Anna’s husband, Karenin, played by Jude Law, is a moralistic man, stiff, proper, but meticulously fair. He warns his wayward wife of the consequences of choosing sin and urges her to pray. He is hard to like as a husband but the kind of incorruptible civil servant one might even wish for. This is a serious role beyond Law’s pretty-boy past, for which he even shaves his locks into a receding hairline.

The foil to his sternness is Anna’s brother, Oblonsky, whose ebullience borders on wacky as he dance steps through his office, twirling out of one jacket into another while his stage-rouged employees stamp papers in rhythmic unison. Oblonsky’s near-manic smile is a definite change of demeanor for Matthew Macfadyen from his aloof Darcy, opposite Keira Knightley in Pride and Prejudice, and his tough competence as an MI5 officer in the spy series known to British audiences as Spooks, and as MI5 to stateside Netflix aficionados.

One of Anna Karenina’s most magical scenes is the elegant ball during which Count Vronsky first pursues Anna in a mesmerizing waltz, gliding with her between couples frozen in motion, then whirling her through time and space in a tempo that increases as the spark between them ignites into a consuming blaze.

What was the attraction? Why does a good woman who wants to be a dutiful wife and mother succumb to the charms of a white uniform and a wispy moustache? Admittedly Anna’s husband, 20 years her senior, is cold, albeit respected. When her libido explodes into a raging flame, it overwhelms Anna, burning relationships in all directions. The ensuing drama is the stuff of tragedy.

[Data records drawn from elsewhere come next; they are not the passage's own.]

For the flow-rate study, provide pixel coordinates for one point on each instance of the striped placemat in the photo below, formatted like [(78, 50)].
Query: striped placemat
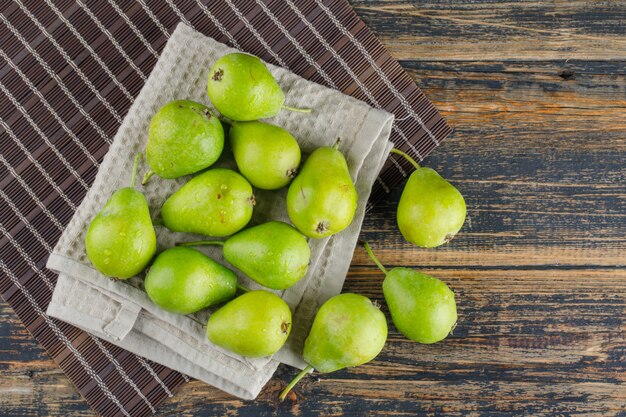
[(69, 71)]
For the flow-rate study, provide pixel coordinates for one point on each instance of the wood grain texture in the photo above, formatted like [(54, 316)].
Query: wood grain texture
[(537, 96)]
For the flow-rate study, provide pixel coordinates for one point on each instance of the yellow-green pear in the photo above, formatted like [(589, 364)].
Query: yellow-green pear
[(267, 155), (422, 307), (255, 324), (184, 137), (184, 280), (218, 202), (241, 87), (431, 211), (348, 330), (273, 254), (322, 199), (120, 241)]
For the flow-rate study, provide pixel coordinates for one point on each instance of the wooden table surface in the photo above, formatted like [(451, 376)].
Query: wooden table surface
[(537, 96)]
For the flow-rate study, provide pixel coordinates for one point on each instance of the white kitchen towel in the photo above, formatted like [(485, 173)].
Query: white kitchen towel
[(121, 312)]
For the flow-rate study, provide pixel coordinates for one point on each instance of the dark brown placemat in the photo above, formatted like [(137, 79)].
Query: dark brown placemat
[(69, 71)]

How will this film be understood by today’s young moviegoers? I am guessing that the morality of Leo Tolstoy borders on incomprehensible for many of them, since half of them grew up with divorced parents and nearly half of America’s births today take place outside marriage. It may be a stretch for young adults to fathom the gravity of societal disapproval for infidelity that provides the premise for this drama, let alone the moral issues from an eternal perspective.

The complexity of the relationships is incredibly difficult to portray adequately in such a short film. Some critics have slammed it for not delving deeply enough into character development. Admittedly, unpacking the conflicted motivation of Anna Karenina would have helped the story, justifying its end. Stylized filmmaking is an inventive way to lift the narrative into a non-literal, evocative art form, but it can’t replace storytelling. Some critics snipe that this is a “director’s film,” in which style outshines content.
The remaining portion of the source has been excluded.